My senior thesis in college was basically a defense of Irony, which was put under attack by Jedediah Purdy in his book, For Common Things. In the book, he cites Seinfeld, as irony incarnate, the example of what we have embraced, a detached, avoiding of the world...a refusal to hope or to be sincere. I defended Irony and Seinfeld, suggesting that far from a refusal, that Irony was a way to engage the world, to understand our surroundings, to connect with one another - not something that leaves us lonely...perhaps it's the thing that saves us from lonliness - and what we need is more, not less, irony.

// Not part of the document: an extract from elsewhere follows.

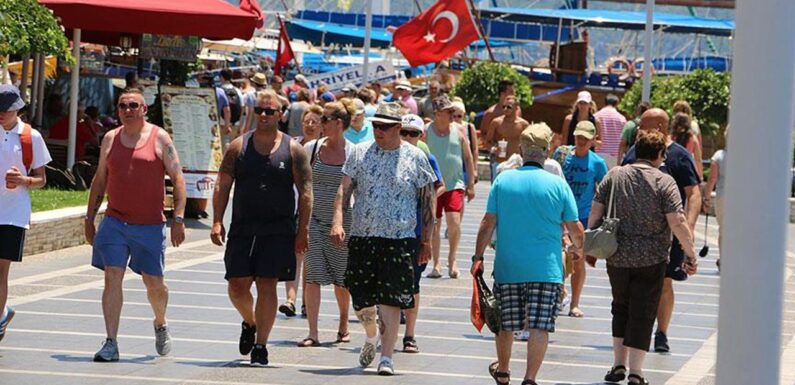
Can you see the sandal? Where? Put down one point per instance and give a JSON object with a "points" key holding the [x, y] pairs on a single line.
{"points": [[638, 380], [497, 375], [410, 345], [616, 374], [288, 309], [343, 337], [309, 342]]}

Anyhow, that was the gist of it. I just read a passage from a book I still carry around unfinished, The Elementary Particles:
People often say that the English are very cold fish, very reserved, that they have a way of looking at things - even tragedy - with a sense of irony. There's some truth in it; it's pretty stupid of them, though. Humor won't save you; it doesn't really do anything at all. You can look at life ironically for years, maybe decades; there are people who seem to go through most of their lives seeing the funny side, but in the end, life always breaks your heart. Doesn't matter how brave you are, or how reserved, or how mcuh you've developed a sense of humor, you still end up with your heart broken. That's when you stop laughing. In the end there's just the cold, the silence and the loneliness. In the end there's only death.
Ugh.
Update: One big point I borrowed from Rorty is the idea of the private vs. public and how irony functions between the two. Rorty's idea is that irony is important for the private sphere, but has no place in public discourse, where people are supposed to be clear about what they mean and say. Purdy blurs the public-private distinction, that our private lives need to include something "common," that the idea a great society must be about what is shared - values, etc.
This quote pertains to irony's failure in the PRIVATE sphere - that our lives are no better off as a result. But I look at troubling political movements today - namely Islamic Fascism and what worries me is their utter LACK of irony. It is the lack of humor which scares me about the far LEFT in America - and the far RIGHT. Politics without irony methinks leads to totalitarianism.